Саша почти выкрикнул это.

— Так, — сказал старшина, — в настоящий момент можно заключить, что рядовой Ганичев против войны. А, Ганичев?

— В настоящий момент — нет! — сказал Саша. — Но вообще-то…

— Отставить, Ганичев! — приказным шепотом отрезал старшина. — Сейчас война. И сейчас ты боец. Защищаешь свое отечество.

— Этот фриц… — прошептал Саша и помолчал. — Я держал его голову… Он умер у меня на руках… Я не пожалел его, но я испытал…

— Что?

— Страх… Тот, от которого звереют… Самый страшный страх перед смертью… Звереют от этого страха…

— Отставить!

Мы отставили, чтобы успокоить старшину.

— Но, Саша… — прошептал я через какой-то срок.

— Спи.

Ему расхотелось говорить, и он молчал, ощущая, наверно, как и я, подсохшие комки хлебного поля лопатками. Примятая пшеница была тонкой подстилкой. Но жесткие комки земли были приятны именно тем, что чувствовались… Последние непотухшие звезды еще сыпались в наши глаза. Я вспомнил близких, вспомнил слова старшины, вспомнил свои детские ночи на высоком стогу сена и совсем затаенно прошептал:

— Нет, даже перед смертью хочешь стать лучше, а не хуже…

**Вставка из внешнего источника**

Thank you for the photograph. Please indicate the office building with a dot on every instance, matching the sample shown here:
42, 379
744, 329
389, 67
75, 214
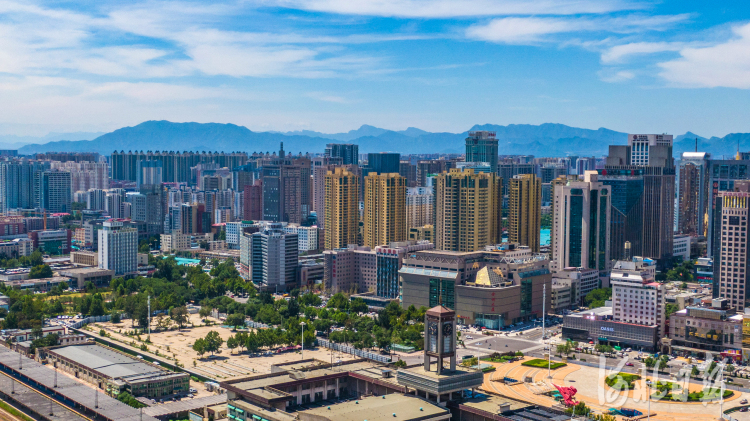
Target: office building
382, 163
636, 296
118, 248
384, 213
274, 255
693, 194
481, 146
468, 209
420, 207
581, 224
149, 172
487, 288
342, 208
731, 212
54, 191
348, 152
524, 210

— Рисовка! — не выдержал Саша.

— Нет, искренне.

— Может быть, — вдруг согласился Саша. — Пока смерть далеко… А когда она рядом…

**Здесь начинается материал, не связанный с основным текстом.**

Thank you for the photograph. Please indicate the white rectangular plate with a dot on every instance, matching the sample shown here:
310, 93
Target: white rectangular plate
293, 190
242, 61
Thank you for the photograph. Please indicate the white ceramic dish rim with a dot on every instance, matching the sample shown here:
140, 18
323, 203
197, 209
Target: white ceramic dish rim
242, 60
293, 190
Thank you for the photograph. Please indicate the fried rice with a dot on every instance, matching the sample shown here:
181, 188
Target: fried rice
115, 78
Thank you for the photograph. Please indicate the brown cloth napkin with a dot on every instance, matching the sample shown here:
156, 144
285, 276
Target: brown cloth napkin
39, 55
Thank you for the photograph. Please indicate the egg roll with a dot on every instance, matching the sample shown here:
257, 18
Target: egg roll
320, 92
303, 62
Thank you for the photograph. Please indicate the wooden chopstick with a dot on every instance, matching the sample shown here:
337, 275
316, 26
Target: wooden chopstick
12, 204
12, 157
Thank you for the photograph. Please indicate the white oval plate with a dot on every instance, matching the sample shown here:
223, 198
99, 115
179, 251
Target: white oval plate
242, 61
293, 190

Саша умолк, я ждал. В конце концов мы оба жили на равных, нас обоих могло убить до рассвета.

— …тогда можешь сам убивать… можешь простить себе… все! — договорил он.

Я невольно содрогнулся и не знал, спорить или смеяться.

— Все?

— Все!

— Заткнись! Ты клевещешь на себя.

Саша нехорошо улыбнулся, он даже хмыкнул.

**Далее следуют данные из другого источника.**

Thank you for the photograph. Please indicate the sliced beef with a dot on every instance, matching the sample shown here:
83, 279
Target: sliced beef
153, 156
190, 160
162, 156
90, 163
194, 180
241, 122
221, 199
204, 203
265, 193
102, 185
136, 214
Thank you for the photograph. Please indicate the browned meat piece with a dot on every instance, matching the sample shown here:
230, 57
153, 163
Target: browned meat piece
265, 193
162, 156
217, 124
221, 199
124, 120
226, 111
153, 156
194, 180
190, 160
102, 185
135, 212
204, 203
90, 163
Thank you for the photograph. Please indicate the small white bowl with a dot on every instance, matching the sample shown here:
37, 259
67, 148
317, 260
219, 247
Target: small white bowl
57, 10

— Просто я говорю то, что думаю.

Саша захотел словно бы подальше уйти от конкретных обвинений, выплюнул изо рта зернышки пшеницы и приподнялся на локте:

— Толстой сказал: жизнь станет лучше, если люди станут лучше. Для жизни это имеет смысл. А если меня убьют? Зачем мне становиться лучше?

Нас обоих могли убить до рассвета, но все же я сердился, что никак не объясню ему чего-то очень простого.

Простые слова, которые в такие минуты сильнее других слов, не давались мне, в усталой голове напряжением всех сил складывались в какие-то изречения:

— Важно не только, как живешь, но и как умираешь… На войне… А может быть, и всегда.

— Да-да, вероятно…

Саша стал совсем не похож на себя — определенного. Ведь мы учились у него решимости. Не хотелось видеть его другим.

— Например… — начал я.

— Например, майор? — спросил он, перебив. — Сегодняшний случай на мосту?